A generalization of sumsets modulo a prime

TL;DR

This paper extends the understanding of generalized sumsets by establishing lower bounds for their sizes in modular arithmetic over prime fields and revisiting classical results in the integers.

Contribution

It generalizes known results from integers to prime modular groups, providing new bounds and proofs for sumset structures and sizes.

Findings

Lower bounds for |h^{(r)}A| in prime modular groups

Structural characterization of sumsets with minimal size

New proofs for sumset problems in integers

Abstract

Let $A$ be a set in an abelian group $G$. For integers $h,r \geq 1$ the generalized $h$-fold sumset, denoted by $h^{(r)}A$, is the set of sums of $h$ elements of $A$, where each element appears in the sum at most $r$ times.
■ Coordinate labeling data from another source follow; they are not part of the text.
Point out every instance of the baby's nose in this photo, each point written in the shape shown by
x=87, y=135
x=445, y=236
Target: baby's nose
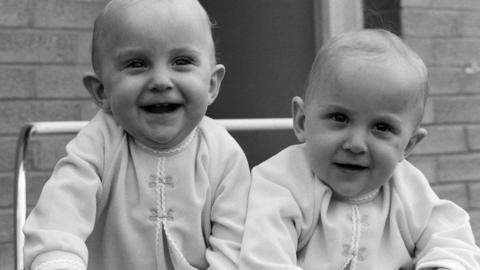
x=356, y=143
x=160, y=80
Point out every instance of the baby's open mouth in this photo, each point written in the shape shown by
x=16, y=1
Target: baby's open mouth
x=161, y=107
x=353, y=167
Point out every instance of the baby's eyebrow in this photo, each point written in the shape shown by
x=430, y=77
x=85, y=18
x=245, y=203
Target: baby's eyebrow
x=186, y=49
x=129, y=52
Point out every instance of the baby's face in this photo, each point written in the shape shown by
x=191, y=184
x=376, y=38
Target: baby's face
x=157, y=69
x=360, y=125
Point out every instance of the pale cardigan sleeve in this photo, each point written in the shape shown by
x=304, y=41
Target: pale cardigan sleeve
x=281, y=206
x=64, y=216
x=230, y=173
x=444, y=237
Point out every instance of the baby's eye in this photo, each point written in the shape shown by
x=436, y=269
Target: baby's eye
x=339, y=117
x=182, y=61
x=135, y=64
x=383, y=127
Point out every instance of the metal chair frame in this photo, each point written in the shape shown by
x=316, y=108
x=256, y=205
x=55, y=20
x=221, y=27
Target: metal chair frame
x=72, y=127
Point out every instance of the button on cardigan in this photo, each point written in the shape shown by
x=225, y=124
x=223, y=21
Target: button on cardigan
x=113, y=203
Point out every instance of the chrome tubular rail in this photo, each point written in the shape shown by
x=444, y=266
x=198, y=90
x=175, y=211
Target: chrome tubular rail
x=72, y=127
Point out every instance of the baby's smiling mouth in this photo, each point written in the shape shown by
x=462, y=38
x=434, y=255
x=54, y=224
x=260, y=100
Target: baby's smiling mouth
x=351, y=167
x=161, y=107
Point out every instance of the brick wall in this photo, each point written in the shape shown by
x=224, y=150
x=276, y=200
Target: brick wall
x=446, y=34
x=44, y=50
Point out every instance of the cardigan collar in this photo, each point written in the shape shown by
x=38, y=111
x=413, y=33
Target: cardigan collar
x=175, y=149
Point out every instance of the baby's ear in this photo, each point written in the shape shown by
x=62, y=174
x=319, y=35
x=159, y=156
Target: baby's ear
x=94, y=86
x=215, y=82
x=298, y=115
x=417, y=136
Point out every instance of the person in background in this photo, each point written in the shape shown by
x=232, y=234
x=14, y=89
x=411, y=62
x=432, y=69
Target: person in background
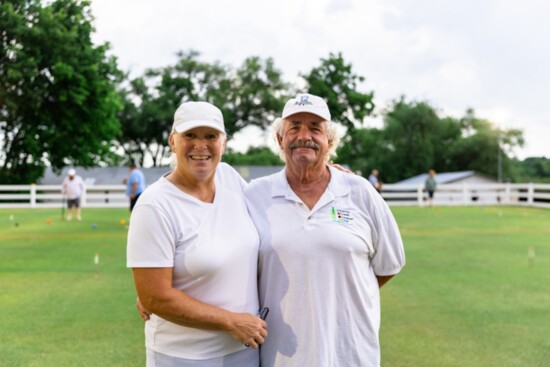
x=328, y=243
x=430, y=185
x=373, y=179
x=73, y=187
x=135, y=184
x=193, y=250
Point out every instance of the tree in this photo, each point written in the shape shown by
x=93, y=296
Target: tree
x=57, y=89
x=335, y=81
x=363, y=150
x=249, y=95
x=415, y=139
x=532, y=169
If $G=\mathbb{Z}$ lower bounds for $|h^{(r)}A|$ are known, as well as the structure of the sets of integers for which $|h^{(r)}A|$ is minimal. In this paper we generalize this result by giving a lower bound for $|h^{(r)}A|$ when $G=\mathbb{Z}/p\mathbb{Z}$ for a prime $p$, and show new proofs for the direct and inverse problems in $\mathbb{Z}$.